Não me conformo, e digo a mim mesmo que alguma autoridade, seja cabo-verdiana seja portuguesa, devia ter o poder de nos livrar dessa situação humilhante, mas lembro-me a seguir de que é o partido que está no poder em Cabo Verde que nos entregou às duas companhias aéreas, ambas estrangeiras, que, uma domesticamente, outra internacionalmente, estão a tratar-nos como se fôssemos coisas. E é tanto mais ironicamente doloroso, quando nos lembramos que o MpD nasceu exatamente a combater o regime de partido único, aliás com um slogan apelativo: em 1975 votamos num único partido, mas não no partido único!
Pois bem, é esse mesmo partido que não hesitou em deixar morrer a companhia nacional para nos entregar às mãos de duas empresas estrangeiras, negociando essas concessões em moldes tão obscuros e secretos que já há muito quem duvide se existiu de facto alguma negociação ou contrato.
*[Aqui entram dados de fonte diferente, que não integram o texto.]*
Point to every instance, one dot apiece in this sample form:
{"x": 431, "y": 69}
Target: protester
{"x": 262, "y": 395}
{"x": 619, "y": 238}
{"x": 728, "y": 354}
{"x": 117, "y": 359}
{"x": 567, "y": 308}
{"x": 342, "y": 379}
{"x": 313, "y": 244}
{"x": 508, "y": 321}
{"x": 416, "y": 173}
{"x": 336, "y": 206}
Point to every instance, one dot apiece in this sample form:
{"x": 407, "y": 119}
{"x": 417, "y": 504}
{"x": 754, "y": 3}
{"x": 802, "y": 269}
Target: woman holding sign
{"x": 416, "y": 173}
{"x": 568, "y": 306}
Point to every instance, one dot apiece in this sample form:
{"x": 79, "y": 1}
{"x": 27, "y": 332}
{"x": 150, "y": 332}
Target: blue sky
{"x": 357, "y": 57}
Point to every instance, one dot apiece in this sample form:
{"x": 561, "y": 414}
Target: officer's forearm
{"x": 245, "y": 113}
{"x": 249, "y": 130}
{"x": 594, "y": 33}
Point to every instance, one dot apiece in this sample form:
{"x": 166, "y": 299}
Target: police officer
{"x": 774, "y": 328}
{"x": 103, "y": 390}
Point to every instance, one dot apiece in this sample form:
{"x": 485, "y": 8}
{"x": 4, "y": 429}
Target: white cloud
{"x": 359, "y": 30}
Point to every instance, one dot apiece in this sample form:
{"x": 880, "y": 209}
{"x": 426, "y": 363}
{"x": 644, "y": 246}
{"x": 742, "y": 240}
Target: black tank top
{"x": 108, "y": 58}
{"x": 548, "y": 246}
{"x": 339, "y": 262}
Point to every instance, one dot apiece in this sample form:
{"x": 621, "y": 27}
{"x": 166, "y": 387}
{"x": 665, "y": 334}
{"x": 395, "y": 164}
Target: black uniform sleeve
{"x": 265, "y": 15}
O que mais apetece é desafiar os cabo-verdianos a boicotar as carreiras da TAP e da BINTER. Porém, e infelizmente, são as únicas vias de se sair das ilhas. E foi o nosso governo que nos colocou nessa situação de dependência, reféns de duas companhias cujo único escopo parece ser amealhar o maior lucro a qualquer preço. E é inaceitável que os poderes públicos não disponham de meios para controlar de forma eficaz esses dois monopólios que em última instância desacreditam o partido que surgiu em Cabo Verde em nome do pluripartidarismo.